Visit the Newcastle Museum in Newcastle, and then continue on U.S. 85 to Cheyenne Crossing, South Dakota, where the highway turns east and becomes U.S. 14A, cutting through the western edge of the Black Hills to Lead and then to Deadwood, which became one of Calamity’s home bases, and is where she is buried in Mount Moriah Cemetery, next to James Butler “Wild Bill” Hickok.
Deadwood became the heart of action in the Black Hills during Calamity’s time there. Wild Bill was gunned down there, and it’s known for a diverse cast of Old West characters—some of whom are brought back to life in the new movie version of Deadwood. There are plenty of places to explore, including the cemetery, the Days of ’76 Museum, Adams Museum and Historic Adams House. Of course, like Calamity Jane found, you also will be able to play some poker, or find a shot of whiskey and a good meal.
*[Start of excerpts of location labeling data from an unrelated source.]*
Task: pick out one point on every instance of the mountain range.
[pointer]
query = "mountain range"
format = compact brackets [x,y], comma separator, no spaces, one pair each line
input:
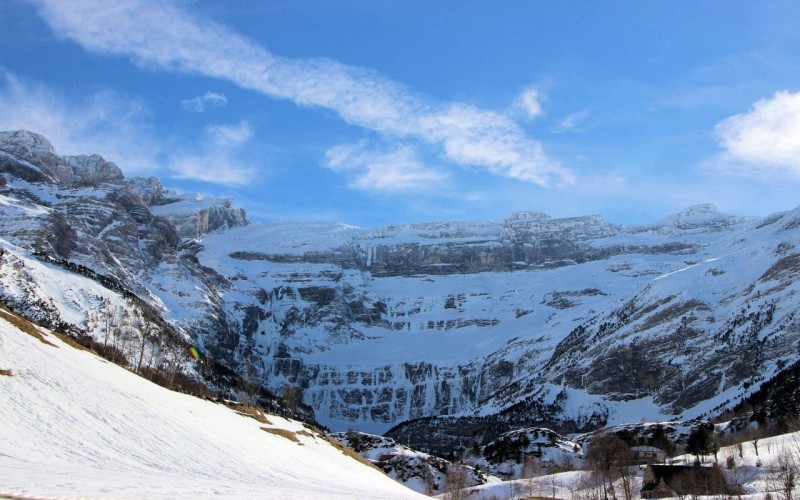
[440,334]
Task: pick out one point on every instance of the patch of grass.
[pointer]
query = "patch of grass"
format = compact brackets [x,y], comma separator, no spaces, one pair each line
[291,436]
[306,433]
[250,411]
[350,452]
[24,325]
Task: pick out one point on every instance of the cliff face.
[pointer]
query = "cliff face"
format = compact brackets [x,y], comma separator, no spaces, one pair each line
[564,323]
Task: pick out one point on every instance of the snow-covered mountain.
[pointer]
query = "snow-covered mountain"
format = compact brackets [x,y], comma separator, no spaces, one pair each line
[75,425]
[491,326]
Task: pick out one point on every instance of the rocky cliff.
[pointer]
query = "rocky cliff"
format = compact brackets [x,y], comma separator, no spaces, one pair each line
[564,323]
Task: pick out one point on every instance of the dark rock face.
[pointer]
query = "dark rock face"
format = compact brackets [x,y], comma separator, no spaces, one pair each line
[551,322]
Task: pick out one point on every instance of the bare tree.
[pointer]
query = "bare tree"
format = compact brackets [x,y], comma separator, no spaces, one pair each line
[292,396]
[609,457]
[531,469]
[456,482]
[783,475]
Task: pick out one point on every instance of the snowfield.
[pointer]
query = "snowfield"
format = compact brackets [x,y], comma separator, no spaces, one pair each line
[74,425]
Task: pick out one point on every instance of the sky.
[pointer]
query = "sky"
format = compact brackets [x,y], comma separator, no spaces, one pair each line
[378,112]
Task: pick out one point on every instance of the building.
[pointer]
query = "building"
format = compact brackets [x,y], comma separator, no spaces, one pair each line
[648,455]
[665,481]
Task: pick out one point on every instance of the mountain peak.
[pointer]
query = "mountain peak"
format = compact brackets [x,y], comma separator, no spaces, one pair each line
[701,209]
[25,138]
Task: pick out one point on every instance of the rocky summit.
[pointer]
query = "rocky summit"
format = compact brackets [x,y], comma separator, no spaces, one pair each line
[456,329]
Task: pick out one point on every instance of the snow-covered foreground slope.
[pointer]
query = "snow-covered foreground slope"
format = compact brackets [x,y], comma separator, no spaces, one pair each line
[73,424]
[532,321]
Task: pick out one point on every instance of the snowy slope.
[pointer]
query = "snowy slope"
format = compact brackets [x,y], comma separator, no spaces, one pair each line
[564,323]
[72,424]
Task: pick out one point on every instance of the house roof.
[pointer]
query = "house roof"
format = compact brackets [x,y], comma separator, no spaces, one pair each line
[687,479]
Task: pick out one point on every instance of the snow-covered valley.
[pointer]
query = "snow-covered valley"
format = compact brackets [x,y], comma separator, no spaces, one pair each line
[490,326]
[75,425]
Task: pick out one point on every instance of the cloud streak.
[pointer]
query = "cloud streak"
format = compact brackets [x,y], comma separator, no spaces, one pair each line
[107,123]
[198,104]
[391,171]
[116,127]
[159,35]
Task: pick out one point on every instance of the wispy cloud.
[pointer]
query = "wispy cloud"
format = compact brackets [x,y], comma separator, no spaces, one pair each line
[215,167]
[530,102]
[160,35]
[571,122]
[230,136]
[764,141]
[394,170]
[216,163]
[198,104]
[117,127]
[112,125]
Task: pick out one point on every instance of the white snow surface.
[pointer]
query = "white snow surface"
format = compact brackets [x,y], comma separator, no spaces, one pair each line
[72,424]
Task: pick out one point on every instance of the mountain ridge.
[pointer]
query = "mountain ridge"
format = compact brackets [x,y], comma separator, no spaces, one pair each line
[451,319]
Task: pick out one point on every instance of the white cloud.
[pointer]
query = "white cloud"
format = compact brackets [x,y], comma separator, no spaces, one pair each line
[158,34]
[530,102]
[117,128]
[765,140]
[396,170]
[105,123]
[570,122]
[198,104]
[230,136]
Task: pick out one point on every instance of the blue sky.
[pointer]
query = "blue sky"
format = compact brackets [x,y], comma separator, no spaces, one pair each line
[376,112]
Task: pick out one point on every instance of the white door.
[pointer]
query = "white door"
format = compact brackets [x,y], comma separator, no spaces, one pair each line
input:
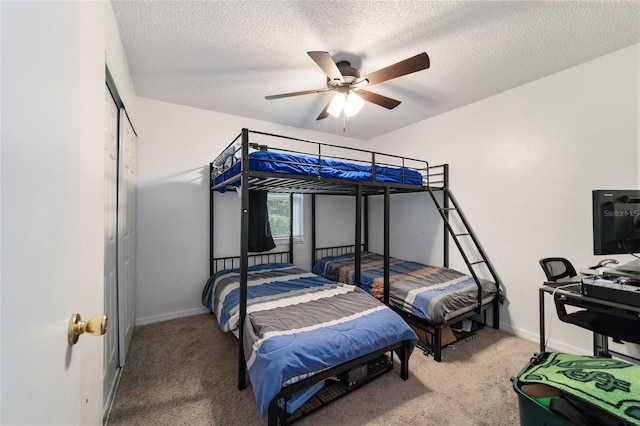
[110,246]
[126,234]
[51,211]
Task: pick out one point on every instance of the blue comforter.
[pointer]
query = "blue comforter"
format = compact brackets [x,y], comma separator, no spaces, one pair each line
[275,162]
[293,333]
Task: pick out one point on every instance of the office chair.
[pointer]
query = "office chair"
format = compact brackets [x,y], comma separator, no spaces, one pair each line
[620,327]
[557,268]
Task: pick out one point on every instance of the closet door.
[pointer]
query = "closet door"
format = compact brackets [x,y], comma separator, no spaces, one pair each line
[110,247]
[126,234]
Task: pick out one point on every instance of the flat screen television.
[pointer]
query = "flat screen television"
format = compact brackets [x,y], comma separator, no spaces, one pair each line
[616,221]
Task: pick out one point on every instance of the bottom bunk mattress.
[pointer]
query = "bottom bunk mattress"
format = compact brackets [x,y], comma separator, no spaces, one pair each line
[434,293]
[299,323]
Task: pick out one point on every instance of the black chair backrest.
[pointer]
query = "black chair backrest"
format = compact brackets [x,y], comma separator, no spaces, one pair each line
[556,268]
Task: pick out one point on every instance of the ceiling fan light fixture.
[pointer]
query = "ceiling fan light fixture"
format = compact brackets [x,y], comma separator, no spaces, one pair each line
[337,104]
[353,104]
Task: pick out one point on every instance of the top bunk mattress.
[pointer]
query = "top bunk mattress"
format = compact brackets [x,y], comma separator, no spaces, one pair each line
[434,293]
[303,165]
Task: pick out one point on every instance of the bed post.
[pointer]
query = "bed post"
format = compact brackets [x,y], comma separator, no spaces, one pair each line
[386,283]
[445,201]
[366,223]
[291,227]
[211,191]
[313,230]
[244,256]
[358,247]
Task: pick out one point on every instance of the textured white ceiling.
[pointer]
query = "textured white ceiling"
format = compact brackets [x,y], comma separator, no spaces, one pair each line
[226,56]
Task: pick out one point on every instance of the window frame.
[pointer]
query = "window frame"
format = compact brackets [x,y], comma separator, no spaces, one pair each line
[298,217]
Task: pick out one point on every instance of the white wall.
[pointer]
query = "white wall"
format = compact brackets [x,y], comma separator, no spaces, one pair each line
[52,206]
[523,164]
[175,146]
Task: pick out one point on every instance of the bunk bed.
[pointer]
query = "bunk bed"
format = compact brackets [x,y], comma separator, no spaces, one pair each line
[317,356]
[427,295]
[276,163]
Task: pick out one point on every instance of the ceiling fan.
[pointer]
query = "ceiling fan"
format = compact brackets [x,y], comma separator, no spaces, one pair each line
[349,85]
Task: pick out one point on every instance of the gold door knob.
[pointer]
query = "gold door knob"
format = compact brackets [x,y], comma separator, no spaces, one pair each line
[96,326]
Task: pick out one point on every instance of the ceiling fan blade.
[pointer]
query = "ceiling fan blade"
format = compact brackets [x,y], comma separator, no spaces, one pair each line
[304,92]
[408,66]
[324,61]
[378,99]
[325,112]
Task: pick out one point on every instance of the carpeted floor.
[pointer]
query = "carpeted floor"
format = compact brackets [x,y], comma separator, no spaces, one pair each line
[184,372]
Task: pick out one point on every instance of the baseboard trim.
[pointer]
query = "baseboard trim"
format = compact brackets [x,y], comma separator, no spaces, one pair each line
[169,316]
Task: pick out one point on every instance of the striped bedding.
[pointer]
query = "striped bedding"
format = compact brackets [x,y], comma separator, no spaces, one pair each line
[299,323]
[434,293]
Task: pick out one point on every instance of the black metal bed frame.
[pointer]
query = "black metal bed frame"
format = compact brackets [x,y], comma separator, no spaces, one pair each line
[434,178]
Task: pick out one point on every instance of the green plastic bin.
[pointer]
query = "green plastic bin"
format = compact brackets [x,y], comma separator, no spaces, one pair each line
[533,412]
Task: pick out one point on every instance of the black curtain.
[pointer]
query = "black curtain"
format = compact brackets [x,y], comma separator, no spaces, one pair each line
[260,238]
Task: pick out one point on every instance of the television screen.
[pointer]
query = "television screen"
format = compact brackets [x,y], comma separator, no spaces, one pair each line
[616,221]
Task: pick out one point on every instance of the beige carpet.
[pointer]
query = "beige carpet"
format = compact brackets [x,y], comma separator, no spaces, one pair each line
[183,372]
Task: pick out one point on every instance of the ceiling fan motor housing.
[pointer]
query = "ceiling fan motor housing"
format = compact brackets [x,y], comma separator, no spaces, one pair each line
[349,75]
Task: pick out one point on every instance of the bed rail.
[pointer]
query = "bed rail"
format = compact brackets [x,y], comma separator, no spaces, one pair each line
[233,262]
You probably won’t hear the language used in the HBO series and movie Deadwood (just like Calamity may not have heard—or used—some of that language), but you may hear some good tales about the characters of the place—from Calamity and Wild Bill to Seth Bullock and so many more. Calamity left Deadwood, and headed to Montana, where she had spent part of her childhood. She was in Miles City on February 11, 1882, then moved to Billings as the Northern Pacific Railroad also laid tracks toward the West. At times she was in Livingston, Lewistown and Missoula, but Montana did not claim her for long. By the latter half of the 1880s she was farther south, living and, according to some accounts, working as a prostitute in towns along the Union Pacific Railroad route in southern Wyoming.
Sorting out details of Calamity Jane’s life is a task for folks who like twists and turns in a story, as she certainly didn’t light long in any one place. She returned to the Black Hills, where she died in Terry, South Dakota, on August 1, 1903.
As you explore the Black Hills area (Deadwood, Lead, Custer, Hill City), keep an eye out for Calamity Peak, named by McGillycuddy for the intrepid female, who is both real—and legend.
Candy Moulton is the author of Valentine T. McGillycuddy: Indian Agent, Army Surgeon.